And who can blame them?
One of the hardest parts of developing a mature and resilient faith structure is coming to terms with the fact that prayer, no matter how earnest or heartfelt, is not always answered as we would want it to be. Those same laws of nature that we depend on for the predictable orderliness of life have, within them, the potential for chaos. A pleasant breeze cools us on a summer day; a hurricane force wind destroys. The waves of the ocean are the very picture of the joys of summer; a tsunami makes of a wave a killing machine. Our bodies routinely perform hundreds if not thousands of miraculous acts each and every day. Our brains have more RAM than the best computer, and the capacity to create art, literature, music – so much! But one brief bleed in the brain can end all that- and that’s part of nature, too…
As we age and experience the trials and tribulations that life throws at us, if we are to remain people of faith, we have no choice but to regroup, and rearticulate that faith. Saying “The Lord is my light and my salvation,” as we do during this penitential period, or “though my parents abandon me, You, God, gather me up” provides the spiritual space for God to sustain us when we are at our lowest, and to nurse our broken hearts. God can’t always solve our problems. We cannot ransom those we love from the ravages of the same natural order that makes all life possible. It’s just not the way the world works.

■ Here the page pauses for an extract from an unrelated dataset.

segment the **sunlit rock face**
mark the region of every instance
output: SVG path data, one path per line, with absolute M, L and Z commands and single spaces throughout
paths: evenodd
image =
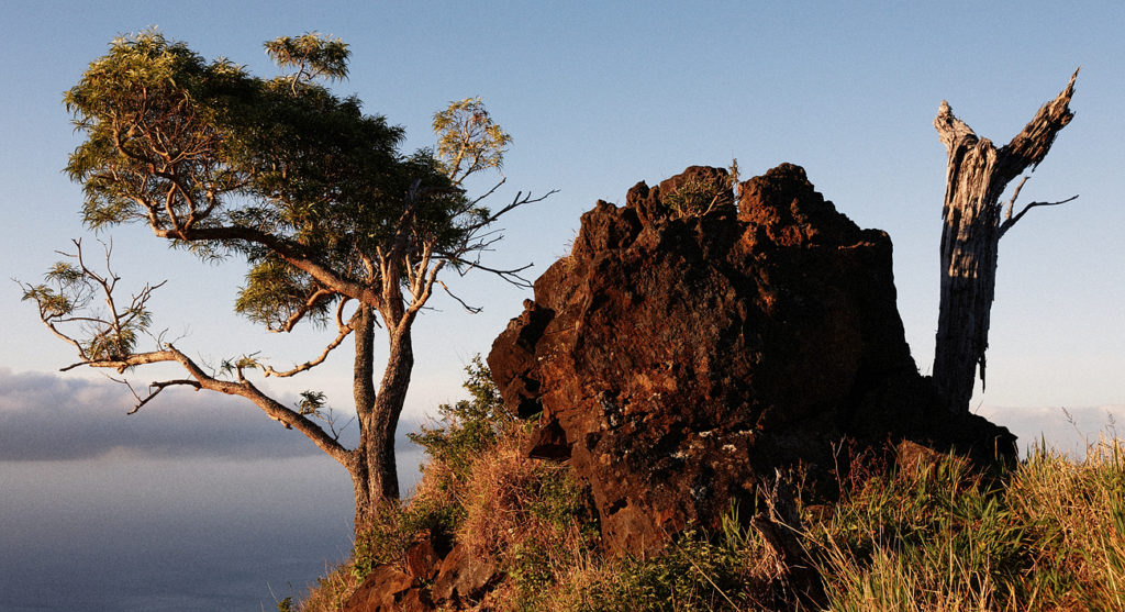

But prayer is never a bad thing, and praying for a recovery, even in the midst of a situation that in all likeliness is hopeless, can nonetheless be a source of strength. What matters most is cultivating the ability to keep praying even when we don’t get what we want. That’s the hardest part of all. But without cultivating that kind of faith, the world can be an even colder and lonelier place. Faith and doubt … somewhere between them, God is there to give comfort.